Lecornu — President Emmanuel Macron’s fourth prime minister since legislative elections last year — was appointed Sept. 9 after his predecessor, François Bayrou, got the boot in a confidence vote he’d called in an attempt deal with the country’s crippling debt issues.
What will happen next is unclear. Macron’s approval rating is at an all-time low, social unrest is mounting and the country is once again left without a government. The political deadlock in Parliament continues with no group holding a majority, leaving Macron in difficulty no matter who he chooses as a replacement.
“The political parties continue to adopt a posture as if they all had an absolute majority in the National Assembly,” Lecornu told reporters outside of the Matignon residence in Paris on Monday morning. “And basically, I found myself in a situation where I was ready to compromise, but each political party wants the other political party to adopt its entire program.”
In his first speech in the role, Lecornu had promised a radical shakeup that would break the cycle. But when he revealed his cabinet Sunday, there wasn’t a shakeup at all; most ministers kept their roles. Lecornu faced immediate backlash, even from within his group’s ranks.

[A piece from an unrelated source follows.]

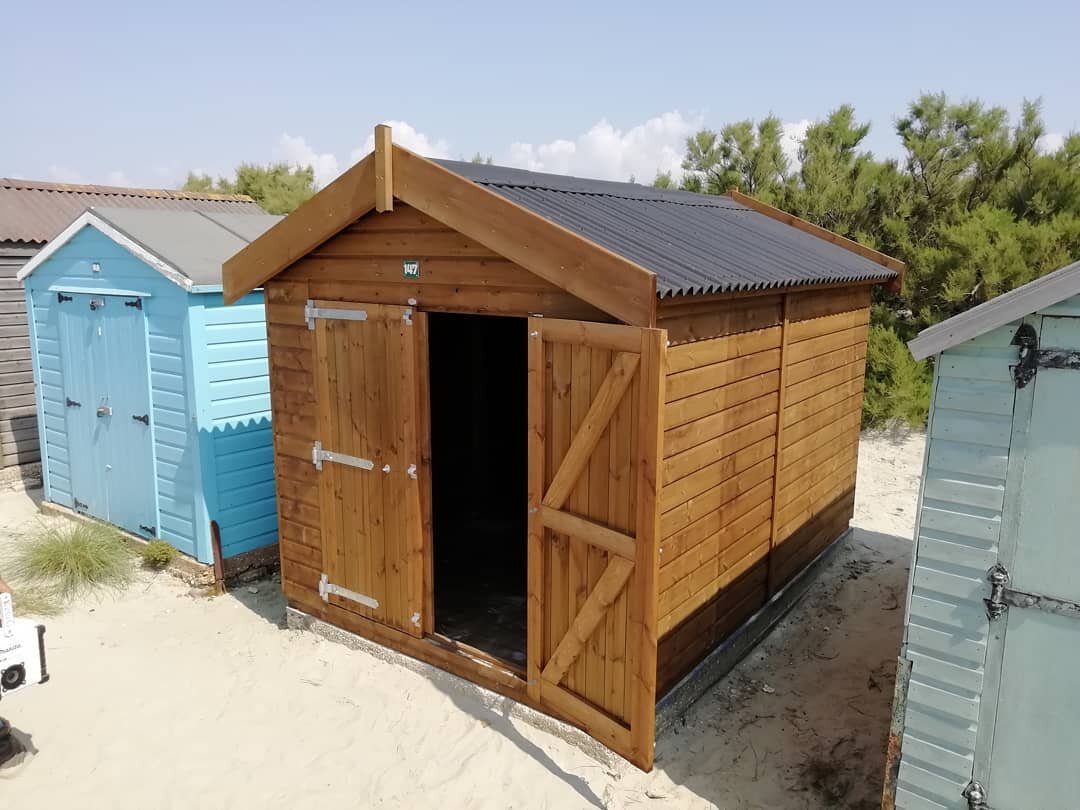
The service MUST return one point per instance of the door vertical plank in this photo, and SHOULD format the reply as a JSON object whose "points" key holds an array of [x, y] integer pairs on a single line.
{"points": [[409, 484], [643, 604], [558, 442], [423, 470], [578, 502], [595, 652], [535, 606]]}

“The composition of the government does not reflect the promised break,” said Bruno Retailleau on X Sunday night. He heads the conservative Republicans party and was reappointed as minister of the interior.

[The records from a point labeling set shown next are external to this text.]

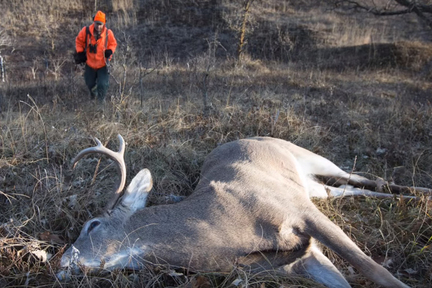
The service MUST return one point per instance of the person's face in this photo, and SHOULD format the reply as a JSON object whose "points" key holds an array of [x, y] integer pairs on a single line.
{"points": [[98, 27]]}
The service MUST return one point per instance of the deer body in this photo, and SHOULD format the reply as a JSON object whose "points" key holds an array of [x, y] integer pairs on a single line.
{"points": [[251, 209]]}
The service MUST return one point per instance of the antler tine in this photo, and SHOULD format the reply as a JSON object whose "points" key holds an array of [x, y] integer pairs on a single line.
{"points": [[118, 157]]}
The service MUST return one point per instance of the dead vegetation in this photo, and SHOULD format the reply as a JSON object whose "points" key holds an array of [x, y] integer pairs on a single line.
{"points": [[355, 89]]}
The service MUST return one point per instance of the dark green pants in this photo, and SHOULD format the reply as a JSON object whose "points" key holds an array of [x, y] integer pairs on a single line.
{"points": [[97, 80]]}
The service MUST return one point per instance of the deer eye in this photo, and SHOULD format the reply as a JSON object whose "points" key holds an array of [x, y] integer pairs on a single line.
{"points": [[93, 225]]}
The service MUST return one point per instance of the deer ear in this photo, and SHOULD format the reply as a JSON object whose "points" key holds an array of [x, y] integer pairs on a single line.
{"points": [[135, 196]]}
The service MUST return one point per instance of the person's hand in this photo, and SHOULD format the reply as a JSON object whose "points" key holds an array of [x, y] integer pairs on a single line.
{"points": [[108, 53], [80, 57]]}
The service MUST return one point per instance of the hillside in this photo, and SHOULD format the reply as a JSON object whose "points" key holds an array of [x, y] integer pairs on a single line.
{"points": [[352, 87]]}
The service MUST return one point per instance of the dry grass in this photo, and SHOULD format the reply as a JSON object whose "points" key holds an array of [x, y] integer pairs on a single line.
{"points": [[373, 118]]}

Retailleau was among those blasting Lecornu for his decision to bring back former Finance Minister Bruno Le Maire to serve at the defense ministry, with critics saying that under his watch France’s public deficit soared. At the end of the first quarter of 2025, France’s public debt stood at 3.346 trillion euros ($3.9 trillion), or 114% of GDP.
France without a government is a familiar state; pressure is mounting on Macron to make some sort of substantial change — resign, or hold new legislative elections.
“I call on the president of the republic to dissolve the National Assembly … we are at the end of the joke, the farce has gone on long enough,” extreme-right leader Marine Le Pen told the French news channel BFM TV. She was backed her protégée Jordan Bardella, who added that “there can be no stability without a return to the polls.”
Jean-Luc Melenchon, the far-left leader of France Unbowed, called for Macron’s impeachment.
Experts aren’t convinced that either of these solutions would get France out of its deadlock, given that new legislative elections would likely deliver a similar politically divided result to today.
“I think we’re wrong in saying that a presidential election, that the dissolution of the government, will resolve the issue,” Ludovic Renard, a political scientist at Sciences Po Bordeaux, told Courthouse News. “We’re going to find ourselves in the same situation once again if there is a [new] president, even if he appoints a prime minister … It’s not certain that he will have a clear majority in the National Assembly, and so we’re going to have a prime minister who will once again, since there is no longer a majority democracy in France, have to play a special role in forming a coalition.”

Macron sent the country into a political tailspin in June 2024, when he announced the dissolution of the government and called for snap legislative elections. The result divided Parliament into three roughly even blocs of left, right and center, weighed down on both ends by extremes with considerable political power. Each side has clear demands, and if they’re not met, they threaten a motion of censure.
This has backed every recent prime minister into a corner. Any proposals that are too right-wing prompt a motion of censure from the left, and vice-versa.